Hi Biostars, I was hoping someone may be able to give some guidance about troubleshooting a mammalian genome assembly. My species has a similar genome size to humans and I have ~150X coverage of 2x150bp Illumina reads for building contigs.
I've previously had modest luck assembling contigs for a closely related species with much lower coverage (~35-40X of 2x150bp Illumina). For the previous species I used SOAPdenovo2 so I gave that another shot. This time though my contig sizes were pathetically small despite the considerably greater coverage available for this species. I've verified that the data is indeed from the right species and the library isn't very biased toward one part of the genome or another (blasts of randomly selected reads turn up hits from close relatives and I get very high mapping percent to my previous related species' assembly with a fairly level coverage histogram across the genome). I've also tried deduplication of the read data which didn't change the results significantly.
I'm basically at a loss for why contig assembly should come out so much worse for this new species when the underlying genome itself is very similar to my previous species, when the library isn't very biased and when the coverage is significantly better.
As a secondary problem I've also tried SPAdes, but my dataset seems to be crashing the program (despite giving it ~900gb of memory). From what I've read, SPAdes must be loading the total dataset into memory (which is larger than available memory, about 950gb). Is there a good strategy for dividing up a dataset, assembling, then combining the assemblies?
You can subsample the dataset for SPAdes assembly.
Thanks for your reply. I'm just not certain how subsampling is a strategy for dividing the dataset and combining resulting assemblies. Writing a script to take random reads out of a file is easy, making high-quality assemblies from multiple smaller assemblies is a somewhat different problem though.

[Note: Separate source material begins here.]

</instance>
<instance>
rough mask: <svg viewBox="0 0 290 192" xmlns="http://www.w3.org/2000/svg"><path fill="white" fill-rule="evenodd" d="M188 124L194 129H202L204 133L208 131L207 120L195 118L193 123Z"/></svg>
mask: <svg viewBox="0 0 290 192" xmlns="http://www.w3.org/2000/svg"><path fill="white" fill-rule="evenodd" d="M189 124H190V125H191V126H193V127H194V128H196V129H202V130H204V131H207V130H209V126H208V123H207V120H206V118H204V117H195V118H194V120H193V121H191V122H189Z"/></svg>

I tend to use subsampling and it almost certainly always gives better assembly for data with good depth. I'd generate assembly with subsampled reads and then align all reads back to the contigs and call consensus to ensure that the assembly represents the original data.
To second Sej, when coverage is very high errors start to repeat and then contigs are divided. Maybe you can change the parameters and set minimal coverage to a higher value.
Hi Asaf, I think you and Sej are on the right track. I looked back at my previous assemblies and can see the total assbly size is quite a bit larger than it ought to be (suggesting many extra contigs, possibly due to errors). I also ran one of my smaller sets of reads (~50X) and it improved the assembly somewhat over the total set. I might try a random sampling of the total set next. Do you think I should try error correction before or after subsampling?
Thank you Sej, I'll give that a try.
If anyone around has other suggestions I'd really appreciate it. I've tried downsampling and error correcting but neither made more than a trivial difference in contig N50. Everything I can tell about this dataset says its excellent quality of but I can't get even half-decent contigs.
So I've tried downsampling like people suggested in the comments without any success. The difference in contig size was basically trivial. I've tried 200X, 150X, 70X, 50X, 40X and 30X with very little difference in the result (a few hundred bp or so) and the largest contig has hardly changed in size (~28kb). I've also tried error correcting with again made a trivial difference. If anyone has other suggestions I'm getting a little desperate.